Wednesday, July 8, 2015

A Seemingly Innocent Conversation

When a Foreign Service Officer (FSO) named John Service met with some members the Institute for Pacific Relations (IPR) in late 1944, it might have seemed like an obvious and mundane event - perhaps even boring. It would have seemed natural for a State Department bureaucrat, one of whose tasks it was to write regular reports from China about China and send them to Washington, to meet with a few members of what seemed to be an academic organization of scholars who studied contemporary eastern Asia.

Why would anyone care about, or be interested in, a bunch of tedious intellectuals gathering to discuss diplomacy between China and the United States?

Because they were all Soviet communist spies.

FSO John Service was actually working for Stalin’s intelligence agencies. He gathered information about the situation in China, and about U.S. policy toward China, and handed it off to operatives who forwarded it to Moscow. He had detailed, confidential, and sensitive information about the struggle in China: that nation was in the throes of a civil war between Mao’s Communists and Chiang Kai-shek’s Nationalists.

The Soviet were working to aid the Communists. The Soviets were also working to persuade the United States not to support Chiang’s Nationalists (‘Chiang Kai-shek’ is also spelled ‘Jiang Jieshi’).

John Service wrote reports from China to Washington, allegedly to inform U.S. policymakers about conditions in China so that they could shape U.S. diplomacy toward China. In reality, Service’s reports were Maoist propaganda pieces, designed to deflate U.S. support for Chiang.

While sending disinformation to Washington, Service sent accurate information to the Soviets, both about China, and about how Washington was thinking about China.

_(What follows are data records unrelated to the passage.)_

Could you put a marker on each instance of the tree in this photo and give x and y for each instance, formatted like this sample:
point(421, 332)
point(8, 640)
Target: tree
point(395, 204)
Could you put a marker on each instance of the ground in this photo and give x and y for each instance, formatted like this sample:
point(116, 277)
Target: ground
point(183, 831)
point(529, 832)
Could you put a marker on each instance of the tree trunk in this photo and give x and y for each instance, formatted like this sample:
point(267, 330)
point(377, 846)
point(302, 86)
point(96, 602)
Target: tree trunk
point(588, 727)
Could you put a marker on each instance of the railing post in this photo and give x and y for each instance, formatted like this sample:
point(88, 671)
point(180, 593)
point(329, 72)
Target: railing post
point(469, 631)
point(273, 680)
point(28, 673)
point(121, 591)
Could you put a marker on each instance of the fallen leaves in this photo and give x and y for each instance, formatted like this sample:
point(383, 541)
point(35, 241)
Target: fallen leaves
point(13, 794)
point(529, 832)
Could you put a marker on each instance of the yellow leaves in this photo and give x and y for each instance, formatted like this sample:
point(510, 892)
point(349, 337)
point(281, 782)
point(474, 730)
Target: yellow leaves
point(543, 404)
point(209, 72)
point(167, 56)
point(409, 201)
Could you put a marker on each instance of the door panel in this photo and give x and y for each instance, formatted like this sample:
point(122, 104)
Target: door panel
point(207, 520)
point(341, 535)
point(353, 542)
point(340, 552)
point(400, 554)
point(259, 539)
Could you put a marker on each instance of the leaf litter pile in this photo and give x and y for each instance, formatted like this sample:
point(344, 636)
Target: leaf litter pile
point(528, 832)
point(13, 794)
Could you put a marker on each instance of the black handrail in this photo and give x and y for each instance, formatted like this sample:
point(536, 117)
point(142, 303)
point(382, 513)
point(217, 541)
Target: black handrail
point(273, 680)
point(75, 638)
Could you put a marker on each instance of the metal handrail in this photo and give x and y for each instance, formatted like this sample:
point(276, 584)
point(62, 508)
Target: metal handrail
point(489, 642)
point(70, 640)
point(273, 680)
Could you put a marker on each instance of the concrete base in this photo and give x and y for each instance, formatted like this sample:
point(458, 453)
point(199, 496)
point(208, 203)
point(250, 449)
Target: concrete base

The Soviet operatives with whom John Service networked were an impressive list of communist spies: Owen Lattimore, who did not have academic credentials, was nonetheless given a post at Johns Hopkins University; the Soviets brokered this deal for him because it gave him a credible base from which to launch propaganda, and it gave him a cover for his espionage activity. Lattimore also worked for Pacific Affairs, the official publication of the IPR, and for Amerasia, the unofficial publication of the IPR.

The IPR had, on paper, no connection to Amerasia, but a list of IPR employees and Amerasia employees was essentially the same list. Those who sat on the board of directors for the IPR were also working at Amerasia.

This information became interesting when the FBI found plentiful evidence that the staff of Amerasia had stolen documents from the government which were marked ‘classified’ or ‘secret’ or ‘confidential’.

Another of Service’s discussion partners was John Carter Vincent, who was, like Service, an FSO who’d worked in China. Like Service, Vincent seemed more determined to undermine Chiang than to relay information about the situation. Historian Stan Evans writes:

At all events, Service did talk to the Washington IPR, and would thus plug into the shadowy network of pro-Red China watchers who would now figure decisively in his story. In attendance were the ubiquitous Lattimore, IPR employee Rose Yardumian, State Department official Julian Friedman (an aide to Vincent), and Friedman’s friend and federal colleague, Andrew Roth. A former IPR researcher, Roth was at this time a lieutenant in the Far East division of the Office of Naval Intelligence (ONI), liaising with Vincent’s State Department office. He would prove to be a crucial liaison as well in the strange adventures of John Service.

Information flowed through a far-flung network of Soviet operatives who’d hidden themselves as “moles” inside various government offices. Rose Yardumian was married to Peter Townsend, a British journalist and link between Mao’s communists and English leftists.

If Yardumian and Townsend were the bridge to the communists hidden in Britain, then Andrew Roth was the bridge to Soviet operatives in postwar Germany. Roth was employed by the Office of Naval Intelligence and therefore privy to highly secret military information. Stan Evans writes:

Though a bit player in the Service drama, Roth was an intriguing figure, if only for what his career revealed about security standards of the era. In addition to his work at IPR, he had publicly defended the activities of something called the “Free German Committee,” a Communist operation based in Moscow. Despite this, he had been commissioned an intelligence officer in the Navy. The former head of ONI explained this, as quoted in a U.S. Senate report, by saying “The fact that an officer was a Communist was not a bar to a commission.” As seen, this was a perfectly accurate statement of the wartime practice.

The IPR also had offices in New York, which Service would later visit. Service would also travel to the West Coast to meet with communists in California.

Were John Service and individuals connected with the IPR responsible for the fall of China and for Mao’s communist tyranny which would execute millions of Chinese? While they may not bear sole responsibility, they were certainly a contributing factor.